Kov neared the place where he had first encountered Tavin, still uncertain whether he wished to see Koss again or learn more about him. What purpose would either serve, if the architect didn't want to accept the Awakening between them? He had thought, before he met Tavin, and found an acceptance that came with no cost other than his presence, that he would use the time and the shared office space to urge Koss to reconsider.

But why should he need to do this? It was Koss who had come to him. Though he had been drawn to sit and watch the other man, Kov would not have chosen to intrude upon him. Koss had suggested the touching. He'd known the way of it. The memory was still alive within Kov's mind, the remembered sensations causing his heart and breathing rates to accelerate.

Koss had said he had never touched another so; now Kov was uncertain whether he could trust that the other man had told him the truth.
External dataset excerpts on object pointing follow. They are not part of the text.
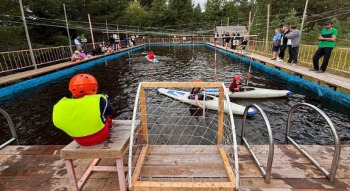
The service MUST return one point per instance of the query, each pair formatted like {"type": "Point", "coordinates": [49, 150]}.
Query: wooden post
{"type": "Point", "coordinates": [267, 29]}
{"type": "Point", "coordinates": [107, 30]}
{"type": "Point", "coordinates": [304, 15]}
{"type": "Point", "coordinates": [221, 115]}
{"type": "Point", "coordinates": [249, 23]}
{"type": "Point", "coordinates": [92, 34]}
{"type": "Point", "coordinates": [27, 35]}
{"type": "Point", "coordinates": [143, 114]}
{"type": "Point", "coordinates": [69, 40]}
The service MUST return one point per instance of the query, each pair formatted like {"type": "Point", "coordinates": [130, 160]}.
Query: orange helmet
{"type": "Point", "coordinates": [236, 78]}
{"type": "Point", "coordinates": [83, 84]}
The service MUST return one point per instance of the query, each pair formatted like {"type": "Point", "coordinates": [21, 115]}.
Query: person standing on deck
{"type": "Point", "coordinates": [236, 85]}
{"type": "Point", "coordinates": [87, 116]}
{"type": "Point", "coordinates": [294, 36]}
{"type": "Point", "coordinates": [276, 41]}
{"type": "Point", "coordinates": [284, 42]}
{"type": "Point", "coordinates": [83, 41]}
{"type": "Point", "coordinates": [196, 94]}
{"type": "Point", "coordinates": [325, 46]}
It was not an untruth to omit; but an omission was a form of dishonesty, in a situation such as this.

Had Koss been dishonest with him?

But Kov had the answer already, in the way Koss had invited him to explore their Awakening, but then refuted his own motives and interest, withdrawing precisely when everything that was in both of them was singing for a deeper, more permanent joining.

There was dishonesty in that. It wasn't omission; it was subversion.
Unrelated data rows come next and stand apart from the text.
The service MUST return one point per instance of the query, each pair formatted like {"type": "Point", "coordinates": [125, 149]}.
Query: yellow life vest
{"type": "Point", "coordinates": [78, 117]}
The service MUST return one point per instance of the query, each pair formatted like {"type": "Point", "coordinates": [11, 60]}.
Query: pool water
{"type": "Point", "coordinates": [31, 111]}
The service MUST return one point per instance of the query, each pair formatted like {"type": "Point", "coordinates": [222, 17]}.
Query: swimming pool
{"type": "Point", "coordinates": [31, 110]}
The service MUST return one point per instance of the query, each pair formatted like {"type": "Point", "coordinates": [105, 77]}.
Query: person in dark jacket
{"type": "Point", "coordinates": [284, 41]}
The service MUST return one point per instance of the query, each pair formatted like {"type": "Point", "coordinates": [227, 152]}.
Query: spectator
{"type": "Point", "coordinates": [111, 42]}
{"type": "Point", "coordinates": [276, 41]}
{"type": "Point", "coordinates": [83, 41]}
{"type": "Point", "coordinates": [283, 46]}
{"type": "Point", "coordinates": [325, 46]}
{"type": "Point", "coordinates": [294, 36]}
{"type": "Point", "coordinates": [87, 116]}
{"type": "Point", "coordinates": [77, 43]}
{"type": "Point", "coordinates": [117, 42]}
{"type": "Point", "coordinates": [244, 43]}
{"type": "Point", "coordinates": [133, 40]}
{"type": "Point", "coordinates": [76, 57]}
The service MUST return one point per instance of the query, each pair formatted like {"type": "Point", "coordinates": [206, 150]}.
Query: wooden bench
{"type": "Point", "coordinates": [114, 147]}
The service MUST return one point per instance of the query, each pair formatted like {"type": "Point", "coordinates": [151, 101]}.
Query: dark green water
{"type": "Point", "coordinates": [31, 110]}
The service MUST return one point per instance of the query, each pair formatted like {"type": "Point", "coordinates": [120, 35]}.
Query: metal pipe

Koss had known the point beyond which he would not go, and he hadn't indicated it in any way while he was guiding the nature of their sharing.

Koss's deceptive approach was undesirable. Almost, Kov wished that he had not been Awakened to such a man, that a part of him didn't, even in this moment, orient toward Koss, and yearn still to deepen what had begun between them.
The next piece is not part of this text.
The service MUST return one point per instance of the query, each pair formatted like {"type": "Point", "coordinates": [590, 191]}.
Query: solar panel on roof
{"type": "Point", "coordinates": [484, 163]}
However, that Awakening had revealed an answer he had sought without understanding that he was seeking, and there was value in that. Even if that Awakening withered into a hollow promise, there was a deep benefit in knowing himself in this new way.

He could now spare T'Sia the grief of a husband who could never desire her, even in the depths of his Burning. If she would but choose a champion for the kal-if-fee, or even a consort to be for her what he could not, she could pass her life in the manner she most wished, with children and a partner for all parts of her life.

But what of him?

If he could not have Koss, would he die when the Burning took him?